Amnesty International says a barrier installed at Manus Island's detention centre in Papua New Guinea could be tantamount to torture if it is making it difficult for detainees to access food.
That follows reports of a brawl breaking out between inmates and guards at the detention centre on Saturday, when a dispute over food turned violent.
A Kurdish journalist and detainee Behrouz Boochani has said the brawl was sparked by a new barrier erected to manage the line of detainees queuing for their meals.
He alleges the guards put up the barrier because they believe some detainees are taking more food then they should.
Our reporter Amelia Langford spoke to Amnesty's Pacific Researcher, Kate Schuetze.
A dispute between refugees and guards at the gate to Oscar compound.
Photo: Behrouz Boochani
Transcript
KATE SCHUETZE: The way the centre is operated, it's designed to be deliberately cruel and take away the dignity of people there and so the latest reports are that a barrier was erected around the food queue making it very difficult for people to access food. The rational the guards are giving - they're saying that asylum seekers are taking too much food but of course, if they are detaining them there, they have the obligation to provide adequate food so we have this sort of downward spiral in terms of trying to create cruel and harsher conditions in order to pressure those people to return home so I think both these issues are linked together.
AMELIA LANGFORD: So you would say this is a deliberate act to make it even more unpleasant to be there?
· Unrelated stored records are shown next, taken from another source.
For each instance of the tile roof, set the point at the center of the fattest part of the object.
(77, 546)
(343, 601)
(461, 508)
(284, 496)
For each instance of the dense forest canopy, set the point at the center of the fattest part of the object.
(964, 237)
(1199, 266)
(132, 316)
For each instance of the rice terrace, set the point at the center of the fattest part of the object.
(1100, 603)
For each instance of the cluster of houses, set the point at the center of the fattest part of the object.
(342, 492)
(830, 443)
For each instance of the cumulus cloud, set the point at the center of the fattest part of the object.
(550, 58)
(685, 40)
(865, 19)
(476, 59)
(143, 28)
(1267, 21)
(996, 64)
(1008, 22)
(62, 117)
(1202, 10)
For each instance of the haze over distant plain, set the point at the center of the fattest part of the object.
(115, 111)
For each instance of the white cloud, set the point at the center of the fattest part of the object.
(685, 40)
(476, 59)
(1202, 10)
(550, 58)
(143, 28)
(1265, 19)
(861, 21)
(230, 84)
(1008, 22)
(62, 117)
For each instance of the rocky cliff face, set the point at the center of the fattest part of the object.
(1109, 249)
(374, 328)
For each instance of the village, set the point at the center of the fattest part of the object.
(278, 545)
KS: Exactly, I mean the things we were hearing when we visited in 2013 and 2014 was [for example] that a simple request for shade, as people were queuing up outside for lunch for hours in direct sunlight, was being refused and there was no rational basis for doing this other than to increase the pressure, increase the cruelty that those people are experiencing and it's designed to make the experience as uncomfortable as possible and force them to return home.
AL: And would you be calling for that barrier to be removed?
KS: Yeah, I mean, what we're seeing is a range of small measures that increase the cruelty in the meantime for those living on Manus and you know there's specific acts or steps that we've called on the Australian Government to do in the past to try and ease the pressure on those people living there and ridiculous things such as creating barriers and making it more difficult for people to access food in and of itself could amount to a violation of the prohibition against torture, if in fact it is denying people access to meals.
AL: And the pressure is increasing for these detainees to return home?
KS: Well the risk is if there is undue pressure for these people to return home, they may decide that rather than suffering on an island thousands of miles away from their family that they would prefer to go back to their families and die and some people express that concern to us when we've interviewed them, which is quite alarming because that means that the Australian Government would be breaching its obligations not to refoul people, which means sending them back to a place where they might experience torture, death or serious harm because they have been sent to a place that they were fleeing in the first place. So, the risk of that situation arising increases as that pressure builds and as more people might be returning home.